By Martijn Naaijer
One of the goals of the CACCHT project is to integrate the Dead Sea Scrolls in the ETCBC database by converting them in the ETCBC encoding system. In a previous blogpost we explained how POS tagging of Hebrew texts can be done using an LSTM network. In this blogpost we show how the lexemes of the words in the biblical scrolls can be converted from the encoding done by Abegg to the ETCBC lexemes.
The text-fabric package containing the Dead Sea Scrolls has a variety of word features, such as number, gender, person, and lexeme. Some of these can be converted relatively straightforwardly to ETCBC encoding. An example is number. We assume that verb forms in the first person in the dss package correspond one to one with the first person in the ETCBC database.

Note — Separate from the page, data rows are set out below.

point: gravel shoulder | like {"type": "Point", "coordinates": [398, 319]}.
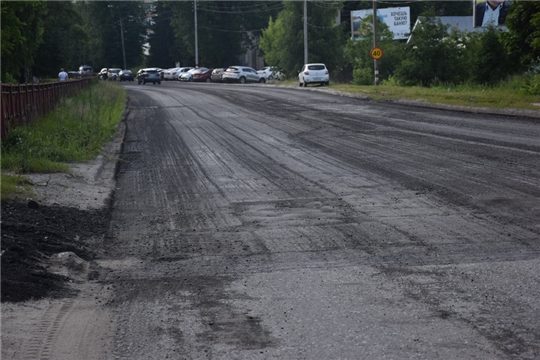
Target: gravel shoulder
{"type": "Point", "coordinates": [49, 250]}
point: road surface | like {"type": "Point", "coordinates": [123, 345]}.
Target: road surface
{"type": "Point", "coordinates": [261, 222]}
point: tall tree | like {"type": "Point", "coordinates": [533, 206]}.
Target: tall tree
{"type": "Point", "coordinates": [283, 40]}
{"type": "Point", "coordinates": [61, 38]}
{"type": "Point", "coordinates": [110, 22]}
{"type": "Point", "coordinates": [429, 56]}
{"type": "Point", "coordinates": [22, 33]}
{"type": "Point", "coordinates": [163, 51]}
{"type": "Point", "coordinates": [225, 29]}
{"type": "Point", "coordinates": [358, 52]}
{"type": "Point", "coordinates": [523, 37]}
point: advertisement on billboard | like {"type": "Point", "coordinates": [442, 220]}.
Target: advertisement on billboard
{"type": "Point", "coordinates": [397, 19]}
{"type": "Point", "coordinates": [490, 12]}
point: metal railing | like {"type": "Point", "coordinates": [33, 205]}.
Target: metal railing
{"type": "Point", "coordinates": [23, 103]}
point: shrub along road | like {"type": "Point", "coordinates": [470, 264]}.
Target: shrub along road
{"type": "Point", "coordinates": [254, 222]}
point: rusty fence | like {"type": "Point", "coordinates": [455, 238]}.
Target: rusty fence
{"type": "Point", "coordinates": [23, 103]}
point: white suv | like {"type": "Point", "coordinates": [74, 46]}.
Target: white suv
{"type": "Point", "coordinates": [314, 74]}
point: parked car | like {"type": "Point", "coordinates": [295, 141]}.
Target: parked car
{"type": "Point", "coordinates": [125, 75]}
{"type": "Point", "coordinates": [85, 70]}
{"type": "Point", "coordinates": [270, 73]}
{"type": "Point", "coordinates": [152, 75]}
{"type": "Point", "coordinates": [103, 73]}
{"type": "Point", "coordinates": [188, 75]}
{"type": "Point", "coordinates": [183, 70]}
{"type": "Point", "coordinates": [242, 74]}
{"type": "Point", "coordinates": [216, 74]}
{"type": "Point", "coordinates": [202, 75]}
{"type": "Point", "coordinates": [112, 74]}
{"type": "Point", "coordinates": [170, 74]}
{"type": "Point", "coordinates": [314, 74]}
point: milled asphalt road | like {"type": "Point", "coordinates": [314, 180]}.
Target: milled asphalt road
{"type": "Point", "coordinates": [258, 222]}
{"type": "Point", "coordinates": [261, 222]}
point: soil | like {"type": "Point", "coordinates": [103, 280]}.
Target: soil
{"type": "Point", "coordinates": [32, 235]}
{"type": "Point", "coordinates": [283, 228]}
{"type": "Point", "coordinates": [45, 239]}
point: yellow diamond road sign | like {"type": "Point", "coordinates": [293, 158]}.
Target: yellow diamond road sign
{"type": "Point", "coordinates": [376, 53]}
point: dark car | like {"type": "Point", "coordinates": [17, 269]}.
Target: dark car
{"type": "Point", "coordinates": [202, 75]}
{"type": "Point", "coordinates": [112, 74]}
{"type": "Point", "coordinates": [103, 73]}
{"type": "Point", "coordinates": [125, 75]}
{"type": "Point", "coordinates": [152, 75]}
{"type": "Point", "coordinates": [216, 75]}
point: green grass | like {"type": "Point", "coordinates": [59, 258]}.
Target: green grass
{"type": "Point", "coordinates": [506, 95]}
{"type": "Point", "coordinates": [75, 131]}
{"type": "Point", "coordinates": [15, 186]}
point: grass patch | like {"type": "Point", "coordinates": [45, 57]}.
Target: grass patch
{"type": "Point", "coordinates": [75, 131]}
{"type": "Point", "coordinates": [506, 95]}
{"type": "Point", "coordinates": [16, 186]}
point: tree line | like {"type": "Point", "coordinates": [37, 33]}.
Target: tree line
{"type": "Point", "coordinates": [41, 37]}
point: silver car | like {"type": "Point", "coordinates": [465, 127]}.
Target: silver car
{"type": "Point", "coordinates": [242, 75]}
{"type": "Point", "coordinates": [313, 74]}
{"type": "Point", "coordinates": [147, 75]}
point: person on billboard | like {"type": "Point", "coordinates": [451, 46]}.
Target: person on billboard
{"type": "Point", "coordinates": [491, 12]}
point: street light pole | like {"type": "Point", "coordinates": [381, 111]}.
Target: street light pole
{"type": "Point", "coordinates": [375, 61]}
{"type": "Point", "coordinates": [196, 39]}
{"type": "Point", "coordinates": [121, 36]}
{"type": "Point", "coordinates": [305, 34]}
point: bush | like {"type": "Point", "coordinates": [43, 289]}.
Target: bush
{"type": "Point", "coordinates": [531, 85]}
{"type": "Point", "coordinates": [363, 76]}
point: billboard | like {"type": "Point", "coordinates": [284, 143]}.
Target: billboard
{"type": "Point", "coordinates": [397, 19]}
{"type": "Point", "coordinates": [490, 12]}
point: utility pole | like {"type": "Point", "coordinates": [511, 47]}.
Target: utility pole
{"type": "Point", "coordinates": [305, 33]}
{"type": "Point", "coordinates": [196, 39]}
{"type": "Point", "coordinates": [121, 35]}
{"type": "Point", "coordinates": [375, 61]}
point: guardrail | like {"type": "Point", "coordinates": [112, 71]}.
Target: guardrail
{"type": "Point", "coordinates": [23, 103]}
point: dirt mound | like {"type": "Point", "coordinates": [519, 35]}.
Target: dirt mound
{"type": "Point", "coordinates": [32, 237]}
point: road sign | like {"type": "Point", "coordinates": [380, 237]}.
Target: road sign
{"type": "Point", "coordinates": [376, 53]}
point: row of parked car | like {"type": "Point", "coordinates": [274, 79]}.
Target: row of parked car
{"type": "Point", "coordinates": [116, 74]}
{"type": "Point", "coordinates": [310, 74]}
{"type": "Point", "coordinates": [239, 74]}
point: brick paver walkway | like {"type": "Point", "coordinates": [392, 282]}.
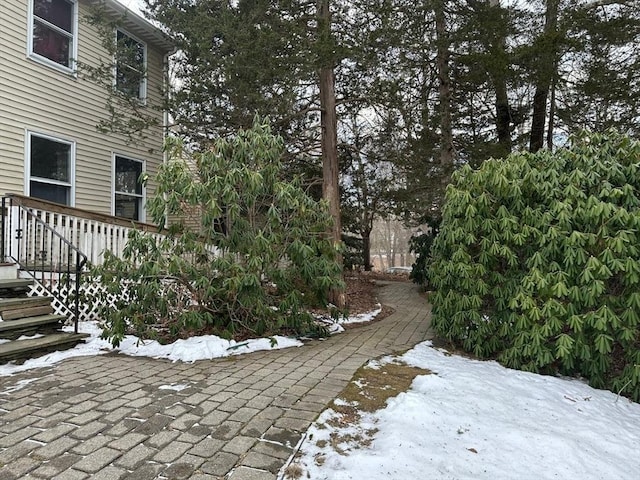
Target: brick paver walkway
{"type": "Point", "coordinates": [107, 417]}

There are features, for which this correspondence cannot be applied straightforwardly. An example is the word feature part of speech. In the dss package there is the value "ptcl" (particle). This value corresponds with more values in the ETCBC database, like "conj" (conjunction) and "prep" (preposition).
Something similar is going on with the feature lexeme. In the ETCBC database, the lexemes are based on KBL lexicon, but in the course of time a whole range of improvements have been implemented, based on ongoing research. Therefore, it is to be expected, that there is not always a one to one correspondence between the lexemes of the dss package and the BHSA.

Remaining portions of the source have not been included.